Je me suis faufilée rapidement de l'autre côté de la cuisine, en m'assurant que les voix étouffées continuaient. J'ai rapidement échangé le couteau contre une poêle à la place. Je veux les mettre KO, pas les tuer. J'ai besoin de comprendre quel est leur problème avec M. Huang.
Dès que j'ai eu la poêle en main, je suis passée par la porte arrière de la cuisine et j'ai fait le tour de la maison discrètement.
Ils avaient le dos tourné vers la porte d'entrée, essayant probablement de me surveiller, et je jure que c'était trop facile. Ils n'ont même pas eu le temps de réagir avant que la poêle ne se connecte violemment avec leur tête. J'ai fait en sorte de la balancer aussi fort que possible.
Ma logique : plus tu les frappes fort, plus longtemps ils seront inconscients.
Dès que leurs corps ont touché le sol, j'ai pris les couvertures que j'utilisais pour dormir et je les ai empaquetés comme des bébés géants. C'était juste pour leur rendre plus difficile de s'échapper au cas où ils se réveilleraient avant que je ne trouve les cordes pour les attacher.

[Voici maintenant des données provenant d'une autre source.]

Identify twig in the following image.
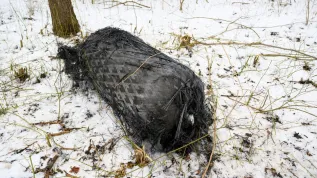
[194,40,317,60]
[48,130,70,137]
[103,1,151,9]
[202,101,218,178]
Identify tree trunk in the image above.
[48,0,80,37]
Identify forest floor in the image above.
[0,0,317,178]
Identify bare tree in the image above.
[48,0,80,37]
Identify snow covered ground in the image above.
[0,0,317,178]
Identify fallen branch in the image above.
[194,40,317,60]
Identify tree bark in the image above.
[48,0,80,37]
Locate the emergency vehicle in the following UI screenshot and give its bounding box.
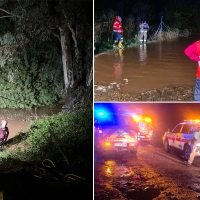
[95,114,140,153]
[163,120,200,160]
[132,116,153,141]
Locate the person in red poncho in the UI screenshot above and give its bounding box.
[113,16,124,49]
[184,41,200,101]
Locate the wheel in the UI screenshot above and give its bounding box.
[164,139,170,152]
[183,145,191,160]
[130,149,137,155]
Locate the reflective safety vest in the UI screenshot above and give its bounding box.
[196,41,200,78]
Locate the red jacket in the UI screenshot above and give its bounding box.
[184,41,200,62]
[184,41,200,78]
[113,16,124,33]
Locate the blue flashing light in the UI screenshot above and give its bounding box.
[98,112,105,116]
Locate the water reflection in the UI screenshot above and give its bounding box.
[94,38,196,94]
[113,49,124,79]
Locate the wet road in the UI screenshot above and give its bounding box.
[94,38,197,94]
[94,142,200,200]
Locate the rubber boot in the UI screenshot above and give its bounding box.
[118,41,124,49]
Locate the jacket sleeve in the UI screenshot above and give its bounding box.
[184,43,200,62]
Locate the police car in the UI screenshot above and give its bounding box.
[163,120,200,160]
[135,117,153,141]
[95,114,140,153]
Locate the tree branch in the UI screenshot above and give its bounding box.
[68,23,77,48]
[0,8,22,18]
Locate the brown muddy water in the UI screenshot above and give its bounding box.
[94,37,199,95]
[0,105,62,139]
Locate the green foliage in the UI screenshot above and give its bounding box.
[0,42,64,108]
[2,106,93,175]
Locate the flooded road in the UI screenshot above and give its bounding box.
[94,142,200,200]
[94,37,197,94]
[0,105,62,139]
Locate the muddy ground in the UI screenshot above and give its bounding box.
[94,139,200,200]
[94,83,194,101]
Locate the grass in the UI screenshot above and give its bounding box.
[0,105,93,199]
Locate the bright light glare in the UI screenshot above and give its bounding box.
[105,142,111,146]
[98,112,104,116]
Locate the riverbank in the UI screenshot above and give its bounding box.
[94,85,194,102]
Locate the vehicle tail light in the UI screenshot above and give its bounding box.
[105,142,111,146]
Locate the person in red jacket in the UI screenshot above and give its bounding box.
[0,119,9,146]
[113,16,124,49]
[184,41,200,101]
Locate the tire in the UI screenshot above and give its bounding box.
[164,139,171,152]
[130,149,137,155]
[183,145,191,160]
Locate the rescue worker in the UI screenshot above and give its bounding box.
[0,119,9,146]
[187,127,200,166]
[139,21,149,43]
[113,16,124,49]
[113,49,124,79]
[184,40,200,101]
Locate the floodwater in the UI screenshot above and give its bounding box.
[0,105,62,139]
[94,37,199,94]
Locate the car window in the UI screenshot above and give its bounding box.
[181,124,192,134]
[172,124,183,133]
[189,125,196,134]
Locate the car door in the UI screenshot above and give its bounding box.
[175,124,191,149]
[170,124,183,148]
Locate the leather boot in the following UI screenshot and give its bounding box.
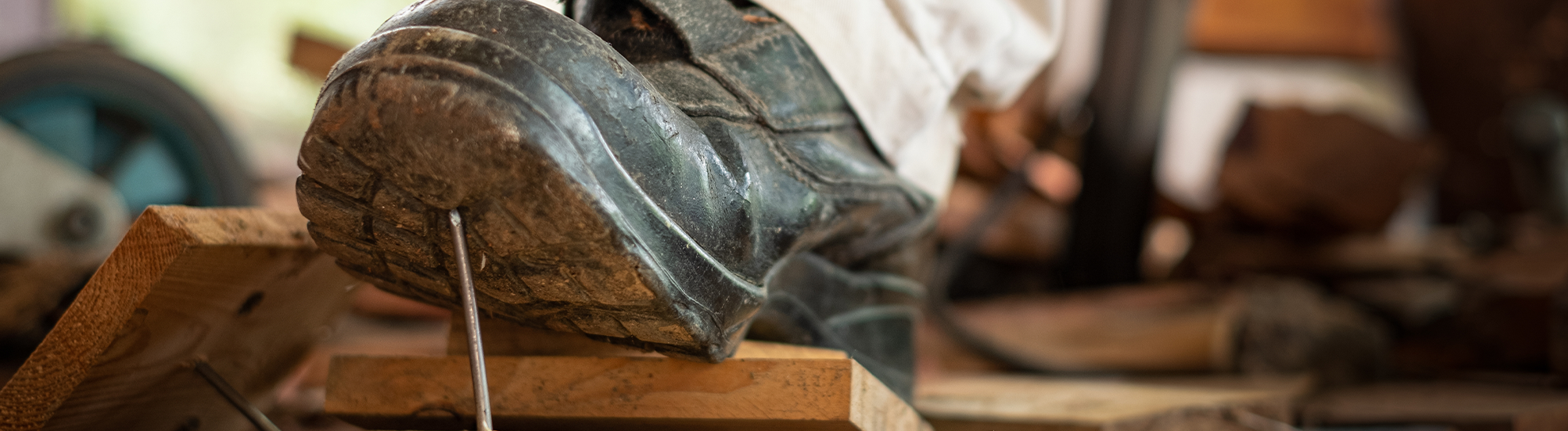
[298,0,933,391]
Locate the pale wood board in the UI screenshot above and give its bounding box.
[326,356,928,431]
[915,375,1309,431]
[447,315,850,359]
[0,207,353,429]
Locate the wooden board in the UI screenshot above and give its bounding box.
[1187,0,1394,59]
[447,315,850,359]
[1301,381,1568,429]
[915,375,1307,431]
[0,207,353,429]
[326,356,928,431]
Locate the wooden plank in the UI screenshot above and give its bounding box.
[1187,0,1394,59]
[0,207,353,429]
[447,315,850,359]
[915,375,1307,431]
[326,356,928,431]
[1301,381,1568,429]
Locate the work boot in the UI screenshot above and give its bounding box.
[298,0,933,396]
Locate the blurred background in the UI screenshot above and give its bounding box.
[0,0,1568,429]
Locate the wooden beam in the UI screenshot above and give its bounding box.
[1301,381,1568,431]
[326,356,928,431]
[914,375,1307,431]
[447,315,850,359]
[0,207,353,429]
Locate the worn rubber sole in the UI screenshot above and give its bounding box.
[296,20,762,360]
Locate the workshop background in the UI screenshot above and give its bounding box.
[0,0,1568,429]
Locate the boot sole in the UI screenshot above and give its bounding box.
[296,21,762,360]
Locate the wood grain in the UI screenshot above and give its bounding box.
[326,356,928,431]
[1301,381,1568,429]
[447,315,850,359]
[915,375,1307,431]
[1187,0,1394,59]
[0,207,353,429]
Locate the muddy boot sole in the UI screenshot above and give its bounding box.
[296,8,763,360]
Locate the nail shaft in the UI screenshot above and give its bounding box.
[196,360,277,431]
[450,210,491,431]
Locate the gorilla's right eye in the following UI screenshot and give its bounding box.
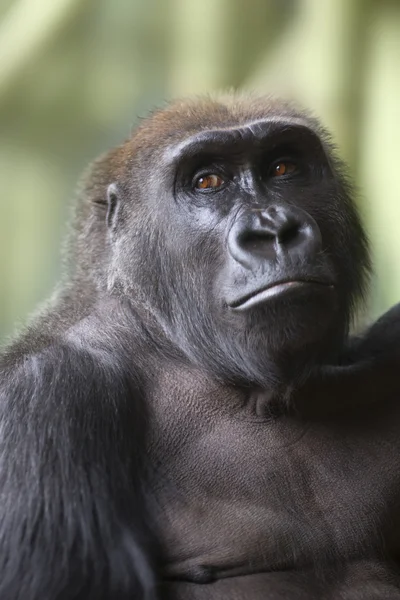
[194,173,225,190]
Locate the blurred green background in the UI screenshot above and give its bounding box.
[0,0,400,338]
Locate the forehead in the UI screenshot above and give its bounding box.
[128,95,321,170]
[163,115,318,161]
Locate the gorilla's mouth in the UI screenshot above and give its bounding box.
[229,279,334,310]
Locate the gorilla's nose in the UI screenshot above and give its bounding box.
[228,205,322,268]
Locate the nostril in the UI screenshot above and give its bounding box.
[276,222,300,245]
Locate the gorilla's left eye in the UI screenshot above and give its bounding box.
[194,173,224,190]
[270,160,298,177]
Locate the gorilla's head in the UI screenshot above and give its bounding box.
[71,96,369,386]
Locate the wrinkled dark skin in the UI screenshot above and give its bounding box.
[0,96,400,600]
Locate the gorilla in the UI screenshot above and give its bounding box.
[0,94,400,600]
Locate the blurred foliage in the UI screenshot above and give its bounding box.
[0,0,400,336]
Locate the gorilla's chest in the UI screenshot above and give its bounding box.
[149,366,400,581]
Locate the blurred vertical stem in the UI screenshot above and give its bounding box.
[0,0,87,99]
[359,2,400,315]
[168,0,236,96]
[246,0,370,164]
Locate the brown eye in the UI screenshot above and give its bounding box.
[195,173,224,190]
[272,160,297,177]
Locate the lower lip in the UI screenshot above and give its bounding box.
[232,281,333,310]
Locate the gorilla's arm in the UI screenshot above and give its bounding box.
[296,303,400,418]
[0,328,155,600]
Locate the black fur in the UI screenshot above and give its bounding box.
[0,96,400,600]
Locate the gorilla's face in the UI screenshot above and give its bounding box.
[109,110,367,385]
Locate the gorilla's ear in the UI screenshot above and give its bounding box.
[106,183,120,233]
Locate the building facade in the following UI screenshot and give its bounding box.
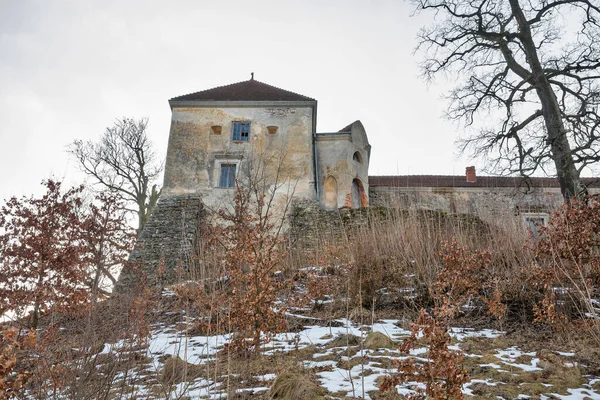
[163,78,370,209]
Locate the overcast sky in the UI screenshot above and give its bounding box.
[0,0,470,200]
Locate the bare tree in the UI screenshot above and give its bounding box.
[69,118,163,235]
[413,0,600,200]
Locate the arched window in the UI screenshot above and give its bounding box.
[323,175,337,208]
[351,178,369,208]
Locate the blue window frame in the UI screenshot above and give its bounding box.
[233,122,250,142]
[219,164,235,188]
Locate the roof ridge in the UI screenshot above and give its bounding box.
[170,78,316,101]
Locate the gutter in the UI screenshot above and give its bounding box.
[312,100,321,202]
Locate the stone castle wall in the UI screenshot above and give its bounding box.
[115,194,205,293]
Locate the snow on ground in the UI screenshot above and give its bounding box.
[102,293,600,400]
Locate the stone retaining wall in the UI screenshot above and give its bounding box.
[115,194,204,293]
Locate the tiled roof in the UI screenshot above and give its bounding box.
[171,79,315,101]
[338,121,357,132]
[369,175,600,188]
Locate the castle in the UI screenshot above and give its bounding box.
[117,77,600,290]
[163,77,371,209]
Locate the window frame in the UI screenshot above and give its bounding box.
[231,121,252,142]
[521,212,550,240]
[217,161,238,189]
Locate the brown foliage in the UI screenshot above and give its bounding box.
[433,241,506,318]
[175,185,308,351]
[0,180,133,328]
[380,310,469,400]
[531,198,600,324]
[0,180,87,328]
[0,328,36,400]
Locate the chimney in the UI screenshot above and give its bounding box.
[467,166,477,182]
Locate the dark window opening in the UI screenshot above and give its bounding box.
[233,122,250,142]
[219,164,235,188]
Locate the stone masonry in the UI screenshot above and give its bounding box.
[115,194,204,293]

J'ai commencé ma recherche des cordes et heureusement, je n'ai pas eu à chasser un paquet de couvertures sautillantes quand je suis revenue. Après les avoir attachés, j'ai nettoyé mon coin, rangé les couvertures et sorti un livre pour lire en attendant que M. Huang revienne.
Et bien sûr, comme tous les sociopathes intelligents, je me suis aussi assurée de garder la poêle à portée de main, juste au cas où.